Haberde kullanılması gereken sözcük ise son sesi ‘e’ değil, ‘i’ olan “şasi” (Fr. châssis):

Motorlu taşıtların iskeleti, demek.

‘BABALI OĞULLU’ HATA!

Bu da bir başka kanalda, 8 Ağustos 2021 günü saat 13.00 bülteninde yayımlanan

nepotizm (akraba ve yakın arkadaş kayırma) haberi:

“Babası, Tarım Bakanlığında; oğlu orman müdürlüğünde…”

Böyle bir haber tümcesi kurmak için üç kişiden söz ediliyor olması gerekirHaberin öznesi olan forslu (sözü geçen, güçlü) bir kişi var. Onun babasına Tarım Bakanlığında bir iş verilmiş, oğlu da orman müdürlüğünde görevlendirilmiş.

Oysa haberde sözü edilmek istenen iki kişi. Bu durumda da sunumun şöyle olması gerekiyor:

“Baba, Tarım Bakanlığında; oğul (ya da oğlu) orman müdürlüğünde…”

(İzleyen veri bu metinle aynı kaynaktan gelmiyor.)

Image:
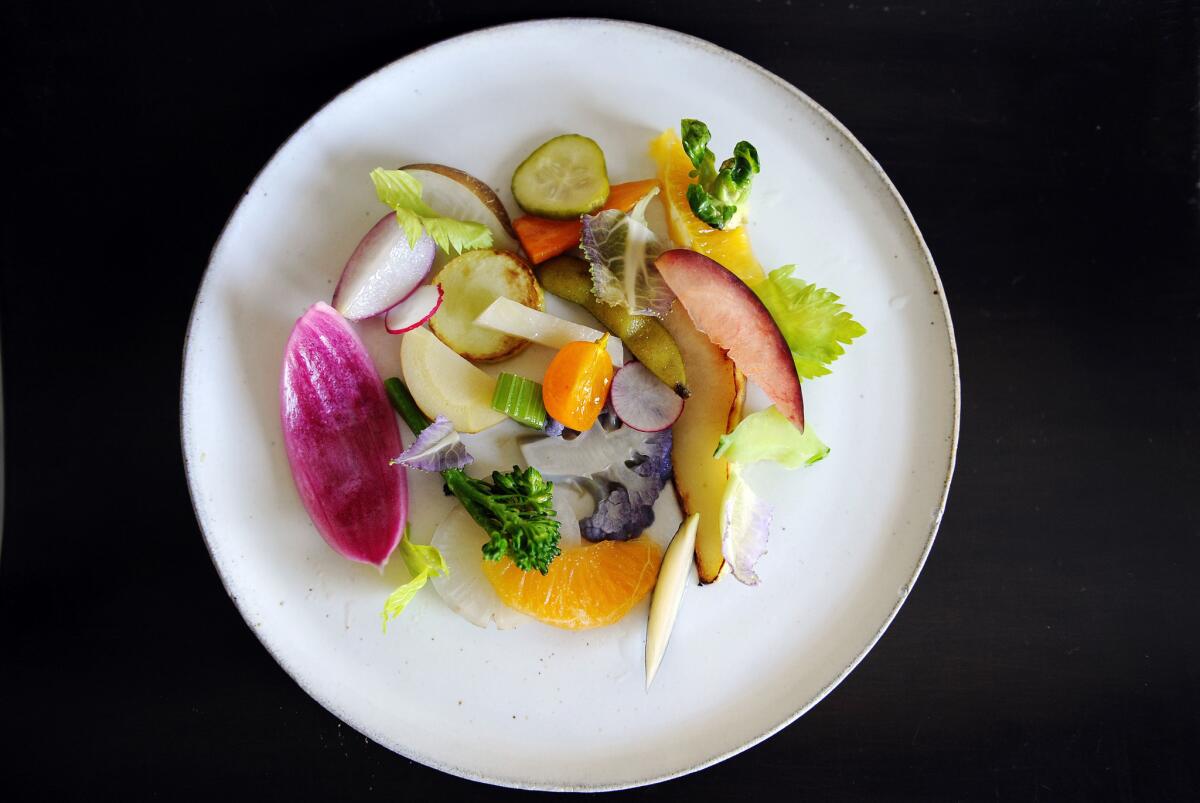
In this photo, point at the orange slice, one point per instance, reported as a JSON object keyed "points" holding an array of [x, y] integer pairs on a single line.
{"points": [[587, 587], [731, 249]]}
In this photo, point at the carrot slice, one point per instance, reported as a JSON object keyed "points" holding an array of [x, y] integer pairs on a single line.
{"points": [[543, 238]]}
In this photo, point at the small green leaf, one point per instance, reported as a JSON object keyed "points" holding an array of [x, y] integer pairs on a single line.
{"points": [[811, 319]]}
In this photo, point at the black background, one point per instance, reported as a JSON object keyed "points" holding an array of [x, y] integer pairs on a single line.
{"points": [[1047, 149]]}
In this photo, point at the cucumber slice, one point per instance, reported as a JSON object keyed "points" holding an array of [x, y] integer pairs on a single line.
{"points": [[562, 179]]}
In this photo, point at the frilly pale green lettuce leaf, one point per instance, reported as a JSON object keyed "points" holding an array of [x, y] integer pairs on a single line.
{"points": [[402, 192], [768, 435], [811, 319], [621, 250], [745, 525]]}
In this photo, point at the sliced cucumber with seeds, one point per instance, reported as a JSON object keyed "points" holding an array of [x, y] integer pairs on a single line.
{"points": [[563, 179]]}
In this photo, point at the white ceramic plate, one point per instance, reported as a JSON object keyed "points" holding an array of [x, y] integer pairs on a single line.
{"points": [[538, 707]]}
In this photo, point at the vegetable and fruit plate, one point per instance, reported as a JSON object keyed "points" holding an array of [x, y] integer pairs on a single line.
{"points": [[575, 417]]}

İlahi medyam, sen bir ömürsün!

GRAM GRAM ‘EPİGRAM’

Fare taklidi / Yapıyordu kedi / Hem kedi hem fare olmuştu / Peşine düştü / Kuyruğunun / Kedi olalı bir fare / Tuttu dedirtecekti. / Sonra otların arasında / Bir ayna gördü / Aynaya baktı / Bir fare gördü.